Kenneth Bae (Pae Jun-ho), a 44-year-old ethnic Korean with United States citizenship, appeared on trial before the Supreme Court in Pyongyang on Tuesday, according to the North Korean state news wire.
He was charged with "committing crimes aimed at toppling the Democratic People's Republic of Korea with hostility towards it".
Mr Bae was arrested last November as he led a tour group of five Europeans into the Rason Special Economic Zone, a pilot region on the border of China and Russia which is open to foreign companies.
Mr Bae, who is believed to live in China, ran a travel company called Nation Tours and had led several trips into North Korea without incident.

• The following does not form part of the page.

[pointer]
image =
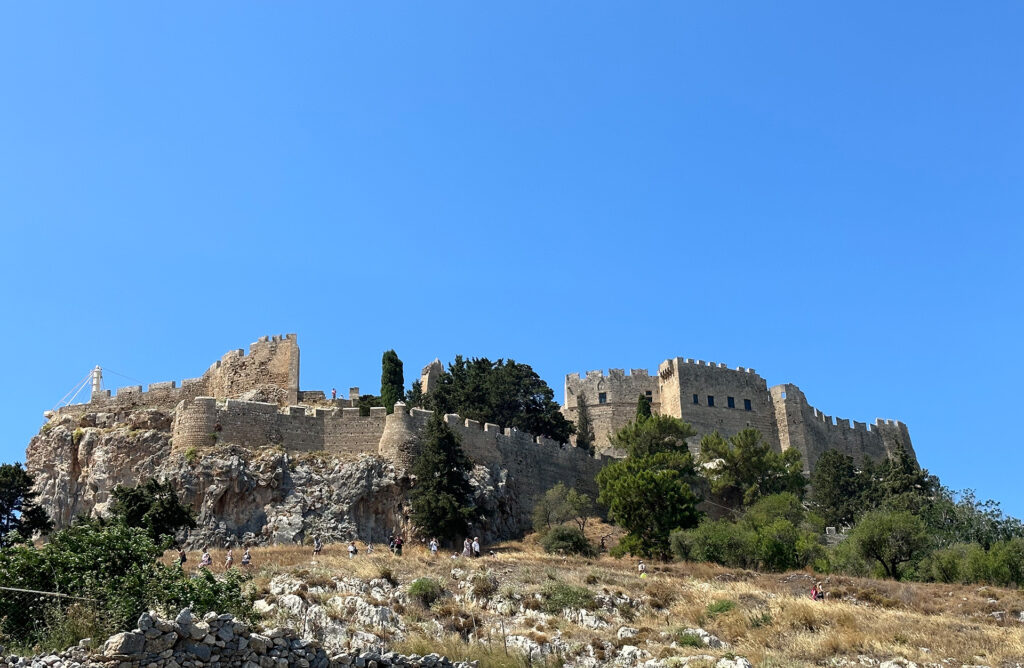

North Korea has not revealed what crime he committed, but said "his crimes were proved by evidence".
Since his arrest, Mr Bae has become another negotiating chip between Pyongyang and Washington, with the US calling for his immediate release.
In January, Bill Richardson, the governor of New Mexico, and Eric Schmidt, the chief executive of Google, travelled to North Korea to try to secure his release but were not allowed to see him. Mr Richardson handed officials a letter from Mr Bae's son to give to him.
The US, which has no diplomatic relations with North Korea, has conducted negotiations for Mr Bae's release through the Swedish embassy in Pyongyang.
As the news of Mr Bae's sentence broke, Yonhap, the South Korean news agency, suggested that Jimmy Carter, the former US president who brokered an end to a nuclear crisis in June 1994, might again visit Pyongyang.
"North Korea appears to have invited him to visit," an unnamed source told Yonhap.
North Korea still holds up Mr Carter's "begging" visit in its propaganda as a triumph for the country over the US.
In 2010 Mr Carter negotiated the release of Mahli Gomes, an American sentenced to eight years of hard labour for illegally crossing into the North from China.